Grecia, il day after. C'e' il caos, la gente appare disorientata e per la maggior parte e' senza soldi, con pochi euro in tasca. Il paese appare sull'orlo del baratro con banche e borsa chiuse.  Consentiti prelievi al bancomat solo fino a 60 euro.  Le cancellerie di mezzo mondo con Obama in testa stanno cercando di superare l'impasse e di fare riprendere la trattativa prima che sia troppo tardi.

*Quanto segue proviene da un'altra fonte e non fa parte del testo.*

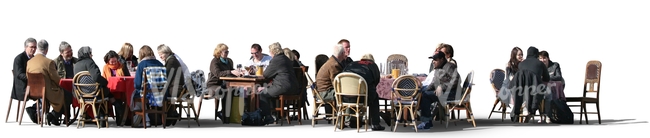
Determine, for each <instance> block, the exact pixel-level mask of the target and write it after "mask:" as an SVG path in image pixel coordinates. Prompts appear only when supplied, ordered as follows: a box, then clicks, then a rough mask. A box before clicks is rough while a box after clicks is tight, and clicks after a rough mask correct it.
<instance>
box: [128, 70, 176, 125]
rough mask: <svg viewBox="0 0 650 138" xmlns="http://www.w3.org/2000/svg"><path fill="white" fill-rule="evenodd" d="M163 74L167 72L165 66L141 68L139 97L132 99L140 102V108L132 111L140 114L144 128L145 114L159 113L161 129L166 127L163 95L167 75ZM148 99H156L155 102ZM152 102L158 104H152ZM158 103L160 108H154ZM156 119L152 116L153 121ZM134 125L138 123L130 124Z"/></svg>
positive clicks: (157, 118)
mask: <svg viewBox="0 0 650 138" xmlns="http://www.w3.org/2000/svg"><path fill="white" fill-rule="evenodd" d="M165 74H167V69H166V68H165V67H146V68H144V70H143V73H142V82H141V83H142V87H143V88H142V92H141V96H140V98H137V99H133V103H138V102H139V103H140V104H141V109H139V110H134V111H133V113H134V114H135V115H136V116H140V117H141V118H142V126H143V127H144V129H147V125H146V119H145V118H146V117H147V114H160V115H161V116H162V126H163V129H164V128H166V126H165V121H166V120H167V114H166V112H165V110H164V109H166V108H167V106H168V105H167V104H165V102H164V101H165V98H164V97H165V92H166V91H167V88H168V87H167V85H166V84H167V77H166V76H165ZM136 83H137V82H136ZM150 98H154V99H150ZM150 100H151V101H156V103H152V102H150ZM158 102H160V103H158ZM152 104H153V105H159V106H152ZM160 105H162V109H156V107H160ZM157 120H158V118H157V116H156V117H155V118H154V121H157ZM136 125H138V124H135V123H134V124H133V125H132V126H136ZM156 126H157V125H156Z"/></svg>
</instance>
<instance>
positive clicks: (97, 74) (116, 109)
mask: <svg viewBox="0 0 650 138" xmlns="http://www.w3.org/2000/svg"><path fill="white" fill-rule="evenodd" d="M78 55H79V61H77V64H75V66H74V74H77V73H79V72H82V71H88V73H90V76H91V77H92V78H93V79H94V81H95V82H97V83H99V87H100V89H103V91H104V97H107V98H110V102H111V103H112V104H113V106H115V110H114V111H115V114H116V119H117V120H121V119H122V117H123V116H122V115H123V112H124V105H123V101H119V100H116V99H115V98H113V94H111V92H110V90H109V89H108V87H107V85H108V80H106V78H104V77H102V75H101V74H102V73H101V72H100V71H99V67H98V66H97V64H95V61H94V60H93V58H92V56H93V55H92V49H91V48H90V47H88V46H84V47H81V48H79V51H78ZM104 114H106V113H104V112H102V111H101V110H100V112H99V114H98V115H99V116H103V115H104ZM101 123H103V122H101ZM101 123H100V125H101V126H105V125H103V124H101ZM120 123H121V122H119V121H118V125H121V124H120Z"/></svg>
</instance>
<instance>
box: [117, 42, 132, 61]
mask: <svg viewBox="0 0 650 138" xmlns="http://www.w3.org/2000/svg"><path fill="white" fill-rule="evenodd" d="M128 52H131V54H133V45H131V43H124V44H123V45H122V48H121V49H120V52H118V53H117V54H118V55H120V56H121V57H122V58H124V59H128V58H129V57H131V56H133V55H128V54H129V53H128Z"/></svg>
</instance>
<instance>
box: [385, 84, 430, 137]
mask: <svg viewBox="0 0 650 138" xmlns="http://www.w3.org/2000/svg"><path fill="white" fill-rule="evenodd" d="M421 84H422V83H421V82H420V80H419V79H418V78H416V77H415V76H413V75H404V76H400V77H399V78H397V79H395V81H394V82H393V85H392V88H393V92H392V94H391V99H392V100H393V101H392V102H391V103H392V108H391V109H393V110H392V111H390V112H391V118H393V117H392V115H394V113H395V112H397V117H395V124H394V125H395V126H394V128H393V132H395V131H396V130H397V126H398V125H399V124H404V126H406V125H412V126H413V128H414V129H415V132H418V129H417V126H418V125H417V111H418V108H419V106H420V102H417V100H419V99H420V98H421V96H422V95H421V93H420V87H421V86H420V85H421Z"/></svg>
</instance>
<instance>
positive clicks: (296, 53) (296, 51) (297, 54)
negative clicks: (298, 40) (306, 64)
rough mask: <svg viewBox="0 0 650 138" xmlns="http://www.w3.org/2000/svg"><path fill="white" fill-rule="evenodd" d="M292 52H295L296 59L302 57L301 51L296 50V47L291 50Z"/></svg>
mask: <svg viewBox="0 0 650 138" xmlns="http://www.w3.org/2000/svg"><path fill="white" fill-rule="evenodd" d="M291 53H293V54H294V55H296V60H298V59H300V53H298V50H295V49H294V50H291Z"/></svg>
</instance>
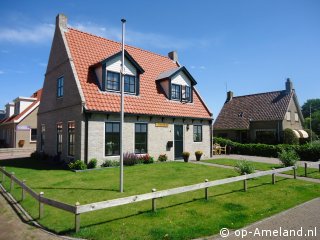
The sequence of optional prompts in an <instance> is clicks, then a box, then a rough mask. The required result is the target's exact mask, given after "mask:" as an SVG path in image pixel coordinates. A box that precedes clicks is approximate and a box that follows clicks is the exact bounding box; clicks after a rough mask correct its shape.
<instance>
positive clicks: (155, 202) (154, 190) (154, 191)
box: [152, 188, 157, 212]
mask: <svg viewBox="0 0 320 240" xmlns="http://www.w3.org/2000/svg"><path fill="white" fill-rule="evenodd" d="M156 191H157V189H155V188H153V189H152V192H156ZM152 211H153V212H156V211H157V204H156V198H152Z"/></svg>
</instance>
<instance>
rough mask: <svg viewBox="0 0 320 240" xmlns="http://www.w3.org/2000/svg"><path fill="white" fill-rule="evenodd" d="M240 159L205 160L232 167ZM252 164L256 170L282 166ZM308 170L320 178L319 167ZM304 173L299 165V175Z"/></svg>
mask: <svg viewBox="0 0 320 240" xmlns="http://www.w3.org/2000/svg"><path fill="white" fill-rule="evenodd" d="M238 161H239V160H235V159H228V158H220V159H210V160H204V162H209V163H215V164H219V165H224V166H232V167H234V166H235V165H236V163H237V162H238ZM252 164H253V165H254V167H255V169H256V170H260V171H266V170H271V169H272V168H280V167H281V165H280V163H279V164H271V163H260V162H252ZM307 171H308V174H307V176H308V177H309V178H317V179H320V172H319V169H318V168H308V169H307ZM284 173H285V174H290V175H293V171H288V172H284ZM304 174H305V173H304V167H301V166H299V167H298V171H297V175H298V176H302V177H304V176H305V175H304Z"/></svg>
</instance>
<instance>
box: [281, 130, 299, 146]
mask: <svg viewBox="0 0 320 240" xmlns="http://www.w3.org/2000/svg"><path fill="white" fill-rule="evenodd" d="M283 143H284V144H299V138H298V137H297V136H296V135H295V134H294V132H293V130H292V129H290V128H286V129H285V130H284V131H283Z"/></svg>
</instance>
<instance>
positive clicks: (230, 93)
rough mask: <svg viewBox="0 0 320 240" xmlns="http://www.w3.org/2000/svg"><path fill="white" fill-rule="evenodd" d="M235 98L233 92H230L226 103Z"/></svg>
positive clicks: (227, 92) (227, 95)
mask: <svg viewBox="0 0 320 240" xmlns="http://www.w3.org/2000/svg"><path fill="white" fill-rule="evenodd" d="M232 98H233V92H232V91H229V92H227V100H226V102H230V101H231V100H232Z"/></svg>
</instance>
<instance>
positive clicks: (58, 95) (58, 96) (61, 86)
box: [57, 77, 64, 98]
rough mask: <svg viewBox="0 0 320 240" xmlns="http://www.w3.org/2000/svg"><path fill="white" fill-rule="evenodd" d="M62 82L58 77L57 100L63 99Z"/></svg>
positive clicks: (60, 77)
mask: <svg viewBox="0 0 320 240" xmlns="http://www.w3.org/2000/svg"><path fill="white" fill-rule="evenodd" d="M63 81H64V78H63V77H60V78H58V80H57V97H58V98H60V97H63Z"/></svg>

Perché se l'euro fallisce, ha avvertito la Mekel "fallisce l'Europa". La spinta di tutti e' rivolta ad arrivare ad un "compromesso". La trattativa tra il governo greco e l'Europa per evitare il default "non e' una partita a poker, o vinciamo tutti o perdiamo tutti", e' il monito del presidente della Commissione Ue, Jean Claude Juncker, rattristato e rammaricato, perché i "giochi tattici e populisti hanno avuto la meglio". Ma ora Juncker passa all'attacco, fa l'anti Tisipras e invita il popolo greco a disattendere l'invito del loro premier e a votare nel referendum, fissato per sabato prossimo, per la permanenza in Europa. E spiega: "Mi sento tradito, ho fatto il possibile. Devo chiarire alcuni punti del piano proposto alla Grecia. Non ci sono tagli alle retribuzioni, nessuno deve dare l'impressione che ce ne siano, non e' stata mai un'opzione messa sul tavolo, e nessun taglio alle pensioni. Abbiamo solo proposto di modernizzare la griglia salariale dei dipendenti pubblici". Ed ancora: "Non abbiamo posto ultimatum e lo spirito e' sempre stato europeo. L'uscita della Grecia non e' mai stata un'opzione". "Non voglio vedere Platone in serie B", la conclusione del presidente della Commissione europea.